Les mains moites, les yeux embués, deux longs sillons humides sur mes joues, le corps tremblant de toute part, la respiration haletante, je martelais avec hargne les touches de mon téléphone. Les lettres défilaient à toute vitesse devant mon regard empli de tant d'émotions : rage, haine, tristesse, désespoir, mélancolie, peur, inquiétude, amour. Bien trop de sentiments pour ce bout de femme si frêle que j'étais. 
J'étais postée là sur ce lit, abattue, ce que je tenais entre mes mains me semblait plus précieux que le graal. Cet objet avait aussi bien le pouvoir de sauver une vie que de précipiter une âme vers les abysses devant lesquelles elle hésitait. 
Que faisais-je dans cette pièce ? Si fragile face à ceux dont j'avais la charge, ceux à qui je devais sourire chaque jour, ceux dont je devais m'occuper ? 
Alors je me levai, prétextant une inquiétude quant à la réaction de mes collègues face à ma présence dans cette pièce. 
Je fuyais tout bonnement pour m'isoler. 
Branchant à une prise mon téléphone, dernier lien me permettant d'espérer revoir ces yeux bleus que j'aimais tant, je laissai enfin les sentiments aller. Mes barrières sautèrent et de lourdes larmes coulèrent le long de mes joues. 
Mes paupières étaient plus lourdes que jamais, la fatigue me tiraillait, mais je me devais de tenir, de faire bonne figure, de paraître faible, forte, sèche et douce. 
Chaque mot que j'écrivais, chaque lettre que je tapais, rythmait ma fréquence cardiaque, accélérait ma respiration. 
Je pris soudainement conscience du pouvoir qu'il me confiait, et c'était effrayant. 
Une décharge traversa mon corps dans son entièreté, je venais de recevoir sur mes fragiles épaules un poids titanesque. 
Atlas, peu d'âmes ne te comprendront comme moi en cet instant. 
Une cage me comprimait la poitrine, ma respiration se faisait plus dure, l'étau se resserrait et mon corps me le faisait entendre violemment. 
Je devais me calmer, passer outre cette sensation infernale, reprendre mon souffle, instaurer la paix en mon sein, rassembler mes dernières forces. 
Je le savais, le plus dur était à venir. Tout cela n'était pas une partie de plaisir, un petit jeu à prendre à la légère, non c'était une épreuve de force, bien trop dangereuse à mon goût. 
Alors, je fermai les yeux et pris une grande inspiration. Si je faisais un pas de côté, c'était fini. J'imposai à mon cerveau une mélodie calme et sereine pour me préparer et rouvris les yeux. Avant de m'élancer dans la bataille, je passai entre mes doigts la médaille accrochée à mon bracelet, c'était devenu un réflexe lorsque j'avais besoin de force, de réconfort, de soutien. Au fond, je savais les enjeux de ce combat, je savais que j'étais la seule à posséder les clefs permettant d'éviter un drame et tout cela me terrifiait terriblement. 
 
À cet instant, il n'y avait plus que lui dans mon esprit, 
Lui et ce pont, 
Lui bien trop près de l'eau à mon goût. 
Il y avait lui, 
Il y avait moi, Il y avait nous, Et la peur. 
 
Alors dans ma détresse, je puisai au plus profond de moi le reste de courage que j'avais pour me lancer dans cette joute mortelle. 

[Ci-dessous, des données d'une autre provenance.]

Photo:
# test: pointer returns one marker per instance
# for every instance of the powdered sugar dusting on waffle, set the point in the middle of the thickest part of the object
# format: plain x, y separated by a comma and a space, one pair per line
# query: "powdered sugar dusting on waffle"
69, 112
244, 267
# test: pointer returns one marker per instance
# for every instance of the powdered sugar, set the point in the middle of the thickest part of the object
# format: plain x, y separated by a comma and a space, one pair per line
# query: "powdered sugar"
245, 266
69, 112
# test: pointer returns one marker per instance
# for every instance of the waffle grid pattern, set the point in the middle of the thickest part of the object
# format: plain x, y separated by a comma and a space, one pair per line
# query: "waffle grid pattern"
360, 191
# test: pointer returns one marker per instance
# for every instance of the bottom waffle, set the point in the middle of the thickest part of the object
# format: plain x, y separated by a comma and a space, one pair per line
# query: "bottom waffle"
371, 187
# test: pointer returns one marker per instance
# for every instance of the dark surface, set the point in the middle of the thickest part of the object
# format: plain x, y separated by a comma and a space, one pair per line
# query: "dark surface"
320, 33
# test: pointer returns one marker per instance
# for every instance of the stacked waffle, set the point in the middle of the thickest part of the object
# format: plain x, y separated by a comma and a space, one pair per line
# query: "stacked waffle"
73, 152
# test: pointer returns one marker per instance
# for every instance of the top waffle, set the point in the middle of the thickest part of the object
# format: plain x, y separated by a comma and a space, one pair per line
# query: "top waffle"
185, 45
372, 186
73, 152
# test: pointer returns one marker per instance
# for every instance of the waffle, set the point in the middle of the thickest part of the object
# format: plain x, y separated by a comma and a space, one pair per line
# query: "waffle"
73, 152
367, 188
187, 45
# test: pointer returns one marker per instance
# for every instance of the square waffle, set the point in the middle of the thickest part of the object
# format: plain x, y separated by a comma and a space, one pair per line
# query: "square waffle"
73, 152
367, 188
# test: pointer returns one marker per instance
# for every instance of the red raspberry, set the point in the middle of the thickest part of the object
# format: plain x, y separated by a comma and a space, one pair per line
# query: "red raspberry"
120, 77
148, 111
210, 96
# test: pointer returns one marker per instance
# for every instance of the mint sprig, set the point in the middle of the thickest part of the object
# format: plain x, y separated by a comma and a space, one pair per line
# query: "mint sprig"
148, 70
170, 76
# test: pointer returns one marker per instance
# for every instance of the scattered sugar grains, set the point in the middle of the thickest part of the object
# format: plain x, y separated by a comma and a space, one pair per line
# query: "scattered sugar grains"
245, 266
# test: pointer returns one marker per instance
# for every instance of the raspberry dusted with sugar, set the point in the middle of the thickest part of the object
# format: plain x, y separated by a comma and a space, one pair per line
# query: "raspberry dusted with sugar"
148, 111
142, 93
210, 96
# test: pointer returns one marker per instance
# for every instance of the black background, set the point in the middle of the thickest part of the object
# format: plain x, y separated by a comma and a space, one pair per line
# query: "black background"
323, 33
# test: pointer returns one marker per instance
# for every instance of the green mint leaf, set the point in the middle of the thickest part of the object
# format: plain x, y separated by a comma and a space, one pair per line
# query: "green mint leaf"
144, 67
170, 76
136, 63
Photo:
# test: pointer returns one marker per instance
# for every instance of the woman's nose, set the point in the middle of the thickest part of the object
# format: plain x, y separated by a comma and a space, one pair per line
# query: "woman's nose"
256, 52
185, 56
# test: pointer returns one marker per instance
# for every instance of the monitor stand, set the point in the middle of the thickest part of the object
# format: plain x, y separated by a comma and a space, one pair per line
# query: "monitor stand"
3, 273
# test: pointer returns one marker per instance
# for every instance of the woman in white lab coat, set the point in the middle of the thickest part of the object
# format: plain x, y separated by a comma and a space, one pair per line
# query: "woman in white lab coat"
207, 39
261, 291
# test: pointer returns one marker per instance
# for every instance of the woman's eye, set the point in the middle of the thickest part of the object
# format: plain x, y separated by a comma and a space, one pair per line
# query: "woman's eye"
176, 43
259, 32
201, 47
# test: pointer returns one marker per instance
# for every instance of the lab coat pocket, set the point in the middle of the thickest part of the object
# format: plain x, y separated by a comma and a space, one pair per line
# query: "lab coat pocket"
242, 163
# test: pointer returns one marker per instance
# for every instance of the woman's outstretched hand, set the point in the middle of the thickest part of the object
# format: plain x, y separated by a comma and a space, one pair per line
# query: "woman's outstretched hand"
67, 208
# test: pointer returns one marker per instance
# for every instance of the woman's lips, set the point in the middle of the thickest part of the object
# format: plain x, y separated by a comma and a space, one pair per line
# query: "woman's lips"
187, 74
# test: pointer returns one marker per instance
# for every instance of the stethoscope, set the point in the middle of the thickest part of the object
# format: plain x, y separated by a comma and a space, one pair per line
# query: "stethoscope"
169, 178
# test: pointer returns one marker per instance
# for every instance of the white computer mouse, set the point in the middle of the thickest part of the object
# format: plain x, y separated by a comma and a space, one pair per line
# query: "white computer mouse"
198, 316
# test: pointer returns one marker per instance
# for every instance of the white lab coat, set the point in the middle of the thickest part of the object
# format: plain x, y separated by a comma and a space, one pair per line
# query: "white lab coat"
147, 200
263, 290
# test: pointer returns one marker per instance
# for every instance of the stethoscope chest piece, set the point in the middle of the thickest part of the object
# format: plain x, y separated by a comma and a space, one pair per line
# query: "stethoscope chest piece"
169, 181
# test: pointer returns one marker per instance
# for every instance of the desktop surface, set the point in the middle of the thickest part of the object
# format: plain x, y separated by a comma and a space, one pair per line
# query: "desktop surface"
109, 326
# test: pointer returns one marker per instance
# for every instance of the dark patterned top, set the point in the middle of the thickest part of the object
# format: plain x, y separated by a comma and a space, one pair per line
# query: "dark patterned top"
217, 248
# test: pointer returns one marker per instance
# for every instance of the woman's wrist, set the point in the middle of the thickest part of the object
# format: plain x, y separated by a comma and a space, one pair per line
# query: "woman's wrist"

Les secondes me semblaient des heures, les minutes éternelles, j'aurais souhaité le prendre dans mes bras pour le réconforter. Le plaquer contre mon corps avec toute ma tendresse pour pouvoir l'éloigner doucement de cet endroit maudit tandis que je passerais ma main dans ses cheveux pour l'apaiser et essuyer les larmes qui coulaient le long de ses douces joues. 
Mais je ne pouvais. Je n'avais que mes mots pour tout changer. 
Je menais la barque et savais que je m'adonnais à un jeu dangereux, que la mise était bien trop importante. J'avais tout à perdre, tout à gagner, c'était quitte ou double, tout ou rien. Je me devais d'être la meilleure joueuse, d'user de mes mots avec finesse, de savoir manier mes pions avec intelligence, je devais mêler prudence, délicatesse, puissance et amour. 
 
J'avais les cartes en mains et je jouais gros, très gros. 
Les doigts tremblants, je déplaçais ma reine pour qu'elle reprenne son roi. La partie était finie, échec et mat, j'avais gagné. 
 
Je pouvais enfin souffler. 
La victoire était mon repos, ma délivrance. 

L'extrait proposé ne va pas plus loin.